Walka ze złem, tego świata i modlitwa, która ratuje cały świat, przed zagniewaniem Bożym. Ja Jestem Drogą, Prawdą, i Życiem, Jezus do nas tak mówi, trzymajmy się tych słów, i żyjmy nimi na codzień
Ufność, którą w Nim pokładamy, polega na przekonaniu, że wysłuchuje On wszystkich naszych próśb zgodnych z Jego wolą.
A jeśli wiemy, że wysłuchuje wszystkich naszych próśb, pewni jesteśmy również posiadania tego, o cośmy Go prosili. ( 1J 5,14-15 )
Witajcie drodzy.
Na samym początku, dałem fragment z Pisma Świętego, które czytam od początku, tzn, najpierw Nowy Testament, skończyłem Ewangelię św. Mateusza, teraz św. Marka, i tak dalej.
Wczoraj mój stan psychiczny, był gorszy, dziś jest różnie, raz lepiej raz gorzej, ale nie poddaję się, bo to nic nie da, takie użalanie się, lub obarczanie winą Boga, dlaczego mnie to spotyka.
To wszystko, to Krzyż Chrystusa, w Nim, odnajduję siebie, moje lęki, obawy, kłopoty z rodziną.

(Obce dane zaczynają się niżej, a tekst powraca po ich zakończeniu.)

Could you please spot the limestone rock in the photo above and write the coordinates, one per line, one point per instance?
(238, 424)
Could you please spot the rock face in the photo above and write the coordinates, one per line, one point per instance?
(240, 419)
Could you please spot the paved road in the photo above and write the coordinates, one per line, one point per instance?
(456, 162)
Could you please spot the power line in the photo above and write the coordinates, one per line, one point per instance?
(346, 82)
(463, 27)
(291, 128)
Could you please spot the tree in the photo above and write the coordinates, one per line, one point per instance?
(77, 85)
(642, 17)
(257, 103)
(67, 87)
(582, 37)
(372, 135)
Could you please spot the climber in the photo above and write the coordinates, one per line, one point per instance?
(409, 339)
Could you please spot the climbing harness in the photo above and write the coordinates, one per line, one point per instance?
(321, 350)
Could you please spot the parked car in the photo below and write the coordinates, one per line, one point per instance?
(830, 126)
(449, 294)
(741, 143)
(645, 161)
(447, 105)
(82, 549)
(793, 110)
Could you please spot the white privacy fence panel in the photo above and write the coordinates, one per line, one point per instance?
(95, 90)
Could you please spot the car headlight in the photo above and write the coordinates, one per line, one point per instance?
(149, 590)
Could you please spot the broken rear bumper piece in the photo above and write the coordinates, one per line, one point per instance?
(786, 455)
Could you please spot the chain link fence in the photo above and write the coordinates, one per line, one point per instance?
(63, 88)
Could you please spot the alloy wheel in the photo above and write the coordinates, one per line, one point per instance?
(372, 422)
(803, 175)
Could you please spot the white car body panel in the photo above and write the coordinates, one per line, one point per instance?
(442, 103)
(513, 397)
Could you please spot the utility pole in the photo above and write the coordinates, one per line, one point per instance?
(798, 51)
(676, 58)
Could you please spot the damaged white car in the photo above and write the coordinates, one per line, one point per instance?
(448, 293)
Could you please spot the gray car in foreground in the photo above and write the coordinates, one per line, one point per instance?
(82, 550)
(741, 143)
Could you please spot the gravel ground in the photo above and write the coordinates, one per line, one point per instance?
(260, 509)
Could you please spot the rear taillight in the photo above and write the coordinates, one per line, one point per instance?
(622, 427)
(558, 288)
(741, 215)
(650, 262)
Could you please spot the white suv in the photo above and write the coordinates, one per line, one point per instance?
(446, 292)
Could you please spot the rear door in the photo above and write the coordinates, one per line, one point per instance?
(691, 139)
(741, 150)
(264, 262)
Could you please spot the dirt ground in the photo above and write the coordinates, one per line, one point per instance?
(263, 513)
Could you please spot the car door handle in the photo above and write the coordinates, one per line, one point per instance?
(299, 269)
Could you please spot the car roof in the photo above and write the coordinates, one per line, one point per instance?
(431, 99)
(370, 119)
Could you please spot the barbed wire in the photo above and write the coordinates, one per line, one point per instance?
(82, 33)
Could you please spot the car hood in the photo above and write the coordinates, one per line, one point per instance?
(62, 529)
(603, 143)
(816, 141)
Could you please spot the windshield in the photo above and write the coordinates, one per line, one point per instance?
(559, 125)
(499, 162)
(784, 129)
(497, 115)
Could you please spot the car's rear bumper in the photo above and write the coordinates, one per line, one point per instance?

Chciałbym Wam pisać, że w mojej rodzinie dzieje się dobrze, ale tak nie jest, jest wiele rzeczy do przebaczenia, ciągłe ranienia siebie nawzajem, doprowadza do kłótni i waśni. Jest jednym słowem ciężko, stąd nie raz moje posty, są bolesne, pełne udręki, bólu, niechcianego dziecka.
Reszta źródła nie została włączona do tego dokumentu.